Distribution Type PARTITIONED: For a discrete tuple of values for the declared distribution fields, all records with that tuple are located in the same partition. SINGLETON: there will only be a single partition for this operation. Required

Orderedness

A guarantee that data output from this operation is provided with a sort order. The sort order will be declared based on a set of sort field definitions based on the emitted output of this operation.

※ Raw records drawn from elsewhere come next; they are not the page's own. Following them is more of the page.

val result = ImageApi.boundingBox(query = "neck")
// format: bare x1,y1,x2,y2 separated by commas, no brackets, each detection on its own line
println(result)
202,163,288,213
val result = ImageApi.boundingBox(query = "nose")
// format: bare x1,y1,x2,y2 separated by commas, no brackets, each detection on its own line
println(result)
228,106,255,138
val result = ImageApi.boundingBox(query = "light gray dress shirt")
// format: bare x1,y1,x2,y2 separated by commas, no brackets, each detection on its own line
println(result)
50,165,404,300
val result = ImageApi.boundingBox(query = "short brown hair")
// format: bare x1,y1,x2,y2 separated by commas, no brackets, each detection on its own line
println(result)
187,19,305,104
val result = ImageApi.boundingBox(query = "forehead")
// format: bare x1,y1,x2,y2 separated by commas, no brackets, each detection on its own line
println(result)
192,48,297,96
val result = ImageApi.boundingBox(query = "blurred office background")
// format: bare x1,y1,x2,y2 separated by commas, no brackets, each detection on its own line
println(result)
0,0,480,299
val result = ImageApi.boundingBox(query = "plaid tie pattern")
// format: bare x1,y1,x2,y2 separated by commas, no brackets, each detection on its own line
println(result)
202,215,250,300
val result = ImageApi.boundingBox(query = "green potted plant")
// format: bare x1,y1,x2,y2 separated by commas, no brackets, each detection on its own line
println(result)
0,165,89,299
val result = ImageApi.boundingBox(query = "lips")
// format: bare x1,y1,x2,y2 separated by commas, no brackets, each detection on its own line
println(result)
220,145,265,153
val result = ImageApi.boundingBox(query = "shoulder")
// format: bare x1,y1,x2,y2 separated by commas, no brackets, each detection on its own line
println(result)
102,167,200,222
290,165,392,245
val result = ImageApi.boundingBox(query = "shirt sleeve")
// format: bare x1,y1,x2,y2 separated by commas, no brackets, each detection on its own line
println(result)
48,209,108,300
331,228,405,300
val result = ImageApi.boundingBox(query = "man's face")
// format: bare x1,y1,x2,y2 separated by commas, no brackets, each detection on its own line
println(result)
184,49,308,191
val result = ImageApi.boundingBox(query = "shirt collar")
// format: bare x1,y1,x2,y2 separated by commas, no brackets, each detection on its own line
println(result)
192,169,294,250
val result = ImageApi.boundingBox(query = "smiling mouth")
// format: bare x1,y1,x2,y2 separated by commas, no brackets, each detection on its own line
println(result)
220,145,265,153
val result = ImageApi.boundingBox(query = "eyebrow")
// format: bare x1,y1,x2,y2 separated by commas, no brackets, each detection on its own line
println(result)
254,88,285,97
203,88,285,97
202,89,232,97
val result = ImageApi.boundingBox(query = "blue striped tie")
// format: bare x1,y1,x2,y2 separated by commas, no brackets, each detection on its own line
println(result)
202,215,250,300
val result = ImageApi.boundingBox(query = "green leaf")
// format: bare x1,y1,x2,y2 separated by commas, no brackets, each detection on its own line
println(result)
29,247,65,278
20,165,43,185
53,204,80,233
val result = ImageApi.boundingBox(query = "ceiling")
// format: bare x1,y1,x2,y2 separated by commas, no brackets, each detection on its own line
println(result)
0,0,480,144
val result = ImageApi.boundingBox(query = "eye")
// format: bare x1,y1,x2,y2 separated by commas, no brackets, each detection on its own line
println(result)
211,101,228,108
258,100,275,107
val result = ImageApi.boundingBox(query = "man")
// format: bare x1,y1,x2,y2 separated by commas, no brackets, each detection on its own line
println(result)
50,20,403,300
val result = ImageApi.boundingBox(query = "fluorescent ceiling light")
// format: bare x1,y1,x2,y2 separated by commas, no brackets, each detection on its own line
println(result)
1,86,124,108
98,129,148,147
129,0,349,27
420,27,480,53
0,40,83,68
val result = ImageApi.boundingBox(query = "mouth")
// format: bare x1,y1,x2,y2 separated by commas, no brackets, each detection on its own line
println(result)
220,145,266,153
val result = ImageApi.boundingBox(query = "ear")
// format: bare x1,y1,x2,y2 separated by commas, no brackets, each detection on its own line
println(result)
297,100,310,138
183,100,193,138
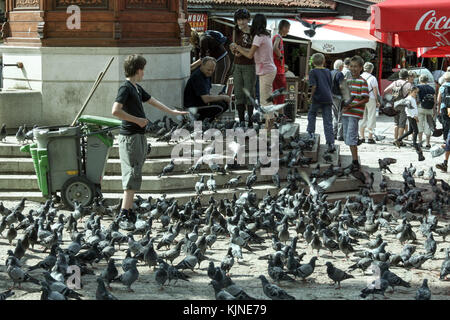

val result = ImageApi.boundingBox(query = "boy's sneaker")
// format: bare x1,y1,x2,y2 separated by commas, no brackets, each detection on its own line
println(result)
350,162,361,172
327,144,336,153
436,163,447,172
419,151,425,161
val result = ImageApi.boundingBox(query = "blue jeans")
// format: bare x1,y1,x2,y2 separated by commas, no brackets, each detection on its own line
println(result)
306,103,334,144
342,115,359,146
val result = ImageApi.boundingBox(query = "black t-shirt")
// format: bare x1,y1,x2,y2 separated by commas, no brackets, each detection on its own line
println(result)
184,69,211,108
200,35,227,59
331,69,345,96
116,80,152,136
309,68,333,104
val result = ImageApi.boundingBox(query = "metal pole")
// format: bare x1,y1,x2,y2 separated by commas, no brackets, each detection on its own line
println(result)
71,57,114,127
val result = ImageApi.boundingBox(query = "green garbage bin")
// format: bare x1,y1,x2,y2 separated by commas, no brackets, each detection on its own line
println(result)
21,115,121,209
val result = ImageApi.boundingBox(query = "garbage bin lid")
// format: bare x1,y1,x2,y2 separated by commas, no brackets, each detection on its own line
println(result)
78,115,122,127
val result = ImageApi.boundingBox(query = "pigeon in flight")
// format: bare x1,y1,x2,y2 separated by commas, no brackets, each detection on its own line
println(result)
295,16,328,38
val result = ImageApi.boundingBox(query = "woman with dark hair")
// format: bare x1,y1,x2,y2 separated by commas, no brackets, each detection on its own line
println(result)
272,20,291,109
191,30,231,85
230,14,277,130
231,9,256,128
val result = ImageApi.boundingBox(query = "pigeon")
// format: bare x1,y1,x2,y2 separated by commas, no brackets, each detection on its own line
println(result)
220,247,234,274
113,259,139,292
380,266,411,292
195,176,206,195
225,175,242,189
16,126,25,144
348,253,373,273
209,280,237,300
155,262,169,290
0,124,6,142
175,249,201,271
6,260,40,288
295,257,318,280
266,87,289,102
158,159,175,178
416,279,431,300
44,271,83,300
378,158,397,173
325,261,355,289
258,275,295,300
425,232,437,256
310,233,322,256
0,289,15,300
95,277,118,300
41,281,67,301
295,16,328,38
100,258,119,290
206,174,217,193
155,258,190,284
439,249,450,280
245,169,258,189
272,171,281,189
28,244,58,271
360,278,389,298
268,259,295,283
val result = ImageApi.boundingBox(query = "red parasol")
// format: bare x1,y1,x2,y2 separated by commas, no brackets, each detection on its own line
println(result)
370,0,450,48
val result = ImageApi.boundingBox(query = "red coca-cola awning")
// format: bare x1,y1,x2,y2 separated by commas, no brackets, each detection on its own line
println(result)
370,0,450,48
417,46,450,58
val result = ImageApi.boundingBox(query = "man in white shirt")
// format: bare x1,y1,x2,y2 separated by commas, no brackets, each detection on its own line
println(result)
341,58,352,80
284,64,295,78
394,86,425,161
359,62,380,144
438,67,450,86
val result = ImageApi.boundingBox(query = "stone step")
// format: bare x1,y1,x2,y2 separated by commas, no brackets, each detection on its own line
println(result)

Property Description Required
Sort Fields A list of fields that the data are ordered by. The list is in order of the sort. If we sort by [0,1] then this means we only consider the data for field 1 to be ordered within each discrete value of field 0. At least one required.
Per - Sort Field A field reference that the data is sorted by. Required
Per - Sort Direction The direction of the data. See direction options below. Required

Ordering Directions

Direction Descriptions Nulls Position
Ascending Returns data in ascending order based on the quality function associated with the type. Nulls are included before any values. First
Descending Returns data in descending order based on the quality function associated with the type. Nulls are included before any values. First
Ascending Returns data in ascending order based on the quality function associated with the type. Nulls are included after any values. Last
Descending Returns data in descending order based on the quality function associated with the type. Nulls are included after any values. Last
Custom function identifier Returns data using a custom function that returns -1, 0, or 1 depending on the order of the data. Per Function
Clustered Ensures that all equal values are coalesced (but no ordering between values is defined). E.g. for values 1,2,3,1,2,3, output could be any of the following: 1,1,2,2,3,3 or 1,1,3,3,2,2 or 2,2,1,1,3,3 or 2,2,3,3,1,1 or 3,3,1,1,2,2 or 3,3,2,2,1,1. N/A, may appear anywhere but will be coalesced.
Discussion Points
  • Should read definition types be more extensible in the same way that function signatures are? Are extensible read definition types necessary if we have custom relational operators?
  • How are decomposed reads expressed? For example, the Iceberg type above is for early logical planning. Once we do some operations, it may produce a list of Iceberg file reads. This is likely a secondary type of object.